Без поцелуя на прощание - стр. 23
Седовласая женщина продолжает говорить со мной, но я не могу оторвать взгляда от знакомых людей, стоящих в конце коридора. Я не слушаю, что она мне говорит. Рядом со мной стоит Марк. Он очень сосредоточен, это видно по его лицу. Он всегда крепко сжимает губы, когда внимательно прислушивается к чему-то. Я нахожу эту привычку очень милой.
Я замечаю, что его губы начинают дрожать мелкой дрожью, он мотает головой. Он мотает головой изо всех сил. Его дыхание убыстряется, а по покрасневшим щекам начинают течь слезы. Черт побери, почему я не слушала? Чем отчаяннее я прислушиваюсь к тому, что говорят, тем сложнее мне разобрать слова. Мир тонет в посторонних шумах – отчетливый звон чайных чашек в буфете и отдаленный крик младенцев звенят у меня в ушах.
Я внезапно чувствую пронизывающую боль в груди. Мои ребра так сильно трещат с каждым вздохом, что я начинаю бояться, что они треснут. Внезапно чашки больше не звенят, младенцы замолкают, и остается только один-единственный звук – сухой, пронзительный крик. И я узнаю этот крик. Низкий, полный страданий и душераздирающий. Его издаю я. «Нет, прошу, о боже, нет!» – кричу я.
Я изо всех сил пытаюсь понять, что мне говорят. Это нечто столь ужасное, что я уже не могу контролировать свой разум. Я чувствую боль в коленях, замирая на месте, и не могу пошевелиться.
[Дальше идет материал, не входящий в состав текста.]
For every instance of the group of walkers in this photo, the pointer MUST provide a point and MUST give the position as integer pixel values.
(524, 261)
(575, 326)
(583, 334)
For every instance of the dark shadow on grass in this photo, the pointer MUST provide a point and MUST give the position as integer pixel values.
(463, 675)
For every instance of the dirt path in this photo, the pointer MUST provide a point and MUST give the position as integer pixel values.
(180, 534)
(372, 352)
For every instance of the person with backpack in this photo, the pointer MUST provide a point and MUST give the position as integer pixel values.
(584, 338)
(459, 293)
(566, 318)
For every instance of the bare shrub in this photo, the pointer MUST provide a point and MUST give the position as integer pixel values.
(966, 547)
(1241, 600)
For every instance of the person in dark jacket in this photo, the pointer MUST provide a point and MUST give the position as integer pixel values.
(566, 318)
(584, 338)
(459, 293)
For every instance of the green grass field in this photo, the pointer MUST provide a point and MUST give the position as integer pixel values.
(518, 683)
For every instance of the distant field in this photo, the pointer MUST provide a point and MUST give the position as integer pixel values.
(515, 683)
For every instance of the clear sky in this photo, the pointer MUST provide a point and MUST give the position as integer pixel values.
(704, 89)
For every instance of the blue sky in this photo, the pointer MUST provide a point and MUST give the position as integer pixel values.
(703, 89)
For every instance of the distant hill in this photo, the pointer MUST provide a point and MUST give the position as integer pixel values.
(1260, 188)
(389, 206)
Окружающая обстановка подергивается темной дымкой, возникающей в уголках моего сознания, и мне трудно сосредоточиться на мужчине, стоящем вдали. Он отошел от пары в конце коридора, и теперь, похоже, я стала его новой мишенью. Он бежит ко мне. Стук его быстрых шагов по плиточному полу подчеркивает то, что он торопится. Чем ближе он подходит, тем более расплывчатым становится его лицо. Но он внезапно оказывается так близко, что я могу разглядеть, что написано на бейджике, прикрепленном к его клетчатой рубашке. Это определенно, он. Это доктор Хэммонд.
Из моих мрачных мыслей меня вырывает голос Марка, вернувшегося в спальню.
– Лаура, ты собираешься одеваться или как? – говорит он. – Ты уже сто лет копаешься. Нет смысла избегать происходящего. Ты знаешь, что должна спуститься вниз. Давай же, тебе станет от этого легче.
Марк швыряет в меня потертые треники и одну из своих старых футболок:
– Давай быстрее. Прошу тебя.
Я слегка наклоняю голову и жду, что Марк поцелует меня в щеку.
– Я буду готова через минуту – позову, когда оденусь. Обещаю.
Я жду, пока Марк уйдет, чтобы натянуть футболку, и мне в нос ударяет знакомый запах. Пластилин? Должно быть, недавно, играя с детьми, я надевала его футболку. Головокружительное волнение рябью расходится у меня в животе. Я с нетерпением жду того, что проснусь однажды утром и все мои воспоминания вновь будут четкими. Это все равно что найти старый фотоальбом, в который не заглядывала годами. Я предамся воспоминаниям и посмеюсь над жуткой модой и ужасными прическами. Я все время чувствую, что уже близка к цели и смогу вспомнить все со дня на день. Идеальный способ взбодриться – это голова, полная воспоминаний о том, как я весело проводила время с детьми. Я ложусь обратно на кровать, закрываю глаза и наслаждаюсь запахом.
Дальние родственники жмут мне руку и целуют меня в щеку. Я фокусируюсь на знакомом запахе пластилина, но он ускользает от меня. Мои органы чувств захлестывает новый запах. До меня доносится грубый аромат дешевого ладана. Мысленно я следую за этим запахом. Он приводит меня в игровую комнату, где я обнаруживаю тонкие белые свечи, мерцающие на маленьком невысоком столике, притаившемся в углу. Я ожидаю увидеть, что пол усыпан игрушками, плюшевыми медвежатами и парочкой сломанных мелков, но на меня смотрит идеально отполированный, скрипящий от чистоты деревянный пол из красного дуба. Эта игровая комната мне незнакома. Все игрушки сложены в коробки, помечены и убраны так высоко, что дети не смогли бы до них дотянуться. Не остается ни единого намека на то, что в этой жутко меланхоличной комнате когда-то играли дети.